Friday, March 25, 2011

Virgin Airlines

I know it's been awhile. I've been busy busy busy road-tripping, doing school work, and showing Emily around Wellington! I don't have time right now to do a really good update but I wanted to post the pictures I snagged in LUSH today!

Look how cool it is in there!
( ^^ those are shampoos!)






For the time being I will leave you with the exercise I wrote for this week's creative writing workshop. Perhaps my full update tomorrow will be spectacular, seeing as I'm drinking Absinthe tonight. It's regarded as the muse of artists and bohemians, and is one of Picasso, Van Gogh, Oscar Wilde and Hemingway's favorites! Things are gonna get weird.

"Virgin Airlines"

At 4:30am, I sat with a freshly showered set of puffy morning eyes in the back seat of my mom’s car, running on only an hour or two of sleep. My parents were driving me to Hartford to catch a shuttle to JFK in New York City. I had spent the last night uncomfortably, as my boyfriend and I shared our last hours together squeezed on top of my cot-sized bed. We tried to stay up all night and cherish our last moments before I left to New Zealand for the semester, but we fell asleep - well he did anyway. He snored into my ear loudly while my legs ached to stretch. My arms were awkwardly tangled together, and I self consciously breathed into his face. The bed was not built for two, barely built for one.

In the middle of waving a final goodbye to my parents, the shuttle driver slammed the door closed between us. I was a bit annoyed that he would cut such an important moment in my life short like that. I reconciled that he obviously didn’t know this was to be my first big trip, my first plane ride. My first time out of the country; First time out of New England.
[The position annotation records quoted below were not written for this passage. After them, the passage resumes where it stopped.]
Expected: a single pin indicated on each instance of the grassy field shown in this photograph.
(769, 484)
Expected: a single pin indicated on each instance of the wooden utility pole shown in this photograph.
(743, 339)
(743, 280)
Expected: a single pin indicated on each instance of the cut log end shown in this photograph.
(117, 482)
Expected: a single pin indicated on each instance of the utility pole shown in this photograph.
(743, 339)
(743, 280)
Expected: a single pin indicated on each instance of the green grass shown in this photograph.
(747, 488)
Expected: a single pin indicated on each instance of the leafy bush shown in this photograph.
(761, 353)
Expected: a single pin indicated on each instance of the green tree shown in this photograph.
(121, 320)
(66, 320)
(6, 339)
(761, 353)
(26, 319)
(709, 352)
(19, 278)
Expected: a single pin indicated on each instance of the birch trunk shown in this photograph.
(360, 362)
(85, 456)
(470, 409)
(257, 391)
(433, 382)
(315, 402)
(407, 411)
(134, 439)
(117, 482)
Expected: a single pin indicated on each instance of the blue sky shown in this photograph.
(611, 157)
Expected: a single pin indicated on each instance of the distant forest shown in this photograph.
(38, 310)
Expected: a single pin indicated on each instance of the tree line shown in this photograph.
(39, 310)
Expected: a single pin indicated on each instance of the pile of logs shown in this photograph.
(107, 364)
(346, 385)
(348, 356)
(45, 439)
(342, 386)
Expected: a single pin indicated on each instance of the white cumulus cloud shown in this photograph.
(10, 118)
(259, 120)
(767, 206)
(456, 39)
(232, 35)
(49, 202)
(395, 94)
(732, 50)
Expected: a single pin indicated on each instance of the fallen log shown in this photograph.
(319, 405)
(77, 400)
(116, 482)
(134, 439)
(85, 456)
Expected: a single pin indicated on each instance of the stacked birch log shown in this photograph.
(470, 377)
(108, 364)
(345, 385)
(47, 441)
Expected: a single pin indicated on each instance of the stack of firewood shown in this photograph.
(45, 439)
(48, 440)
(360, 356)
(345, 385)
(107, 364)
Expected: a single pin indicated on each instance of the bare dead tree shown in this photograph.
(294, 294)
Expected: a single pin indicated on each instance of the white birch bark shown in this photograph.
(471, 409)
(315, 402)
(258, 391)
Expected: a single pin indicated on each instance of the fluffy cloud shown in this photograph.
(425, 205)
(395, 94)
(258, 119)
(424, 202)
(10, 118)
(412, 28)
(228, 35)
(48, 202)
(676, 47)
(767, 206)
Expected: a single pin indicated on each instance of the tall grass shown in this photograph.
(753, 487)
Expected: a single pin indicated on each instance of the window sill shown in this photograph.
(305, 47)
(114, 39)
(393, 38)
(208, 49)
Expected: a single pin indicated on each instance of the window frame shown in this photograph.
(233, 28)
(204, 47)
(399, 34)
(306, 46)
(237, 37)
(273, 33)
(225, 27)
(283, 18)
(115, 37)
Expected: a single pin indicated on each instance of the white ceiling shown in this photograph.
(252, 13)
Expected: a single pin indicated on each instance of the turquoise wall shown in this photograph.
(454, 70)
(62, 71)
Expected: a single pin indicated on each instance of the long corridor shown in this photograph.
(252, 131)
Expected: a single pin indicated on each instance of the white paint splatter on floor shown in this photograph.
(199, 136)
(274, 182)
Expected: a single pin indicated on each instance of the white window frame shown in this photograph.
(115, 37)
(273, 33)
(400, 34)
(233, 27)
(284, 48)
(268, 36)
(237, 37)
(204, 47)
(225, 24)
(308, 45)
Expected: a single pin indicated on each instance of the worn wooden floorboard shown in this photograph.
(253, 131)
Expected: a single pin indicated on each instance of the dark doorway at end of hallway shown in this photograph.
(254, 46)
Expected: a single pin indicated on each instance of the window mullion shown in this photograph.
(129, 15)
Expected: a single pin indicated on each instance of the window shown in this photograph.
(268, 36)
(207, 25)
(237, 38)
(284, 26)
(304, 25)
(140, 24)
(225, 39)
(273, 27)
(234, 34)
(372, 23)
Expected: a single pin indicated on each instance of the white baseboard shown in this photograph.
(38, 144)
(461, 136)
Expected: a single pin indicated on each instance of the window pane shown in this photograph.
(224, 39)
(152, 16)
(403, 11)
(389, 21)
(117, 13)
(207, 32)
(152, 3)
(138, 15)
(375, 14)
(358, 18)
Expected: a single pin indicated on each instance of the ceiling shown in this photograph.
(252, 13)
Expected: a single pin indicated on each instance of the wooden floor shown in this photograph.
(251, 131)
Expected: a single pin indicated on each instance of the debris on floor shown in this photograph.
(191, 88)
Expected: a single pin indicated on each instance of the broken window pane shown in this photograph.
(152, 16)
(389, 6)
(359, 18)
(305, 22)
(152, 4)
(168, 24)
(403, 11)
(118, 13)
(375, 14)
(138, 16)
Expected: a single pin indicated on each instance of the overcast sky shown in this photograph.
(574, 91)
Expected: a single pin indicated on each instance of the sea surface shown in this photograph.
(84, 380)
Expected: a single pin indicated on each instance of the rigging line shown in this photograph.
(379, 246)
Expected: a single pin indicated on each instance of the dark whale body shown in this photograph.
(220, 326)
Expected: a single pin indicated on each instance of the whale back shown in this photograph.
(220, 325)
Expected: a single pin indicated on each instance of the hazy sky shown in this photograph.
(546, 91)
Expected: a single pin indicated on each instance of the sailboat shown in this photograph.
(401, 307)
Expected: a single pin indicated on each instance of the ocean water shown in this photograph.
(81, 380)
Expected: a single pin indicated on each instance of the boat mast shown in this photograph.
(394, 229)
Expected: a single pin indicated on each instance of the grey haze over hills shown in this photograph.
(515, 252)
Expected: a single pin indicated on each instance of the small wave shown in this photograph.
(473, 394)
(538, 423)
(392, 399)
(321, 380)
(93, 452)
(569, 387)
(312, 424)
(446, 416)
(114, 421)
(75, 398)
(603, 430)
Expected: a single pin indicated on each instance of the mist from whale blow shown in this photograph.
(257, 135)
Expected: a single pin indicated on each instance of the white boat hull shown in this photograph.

The fact that he didn’t bother making small talk on our two hour trip to the airport oddly got him back on my good side.


When we arrived at JFK I rolled my luggage through the automatic doors. Excitement fluttered through my body and was climbing up my throat, begging to escape in the form of some embarrassing shriek. I managed to keep it in. It would have been nice if that bottled up excitement had a longer shelf life though, because after checking my bags I had eight hours until it was time for me to board my plane. Eight hours. I shifted from bench to bench and tried to sleep away the time, but failed. I looked around at the other people in the airport and tried to imagine what sorts of important things they had to catch flights for. I wondered if anyone looked at me and thought the same thing. I wondered if anyone could tell I was such a travel rookie.


What an interesting feeling, though. Knowing, as I sat there with only a backpack filled with books and journals, that all my personal belongings to live for five whole months were neatly packed into two suitcases that I no longer had to think about until I arrived on the other side of the planet. What a weightless feeling. Bobbling around in some sort of middle area between my stationary life in Massachusetts, and the rest of the world.


When I finally got to board my plane, I realized I had the window seat; A blessing. I took pictures out of my tiny submarine window. Pictures of the wing of the plane, still grounded. Pictures I would later, after twenty-two hours of flying, be bored to look at.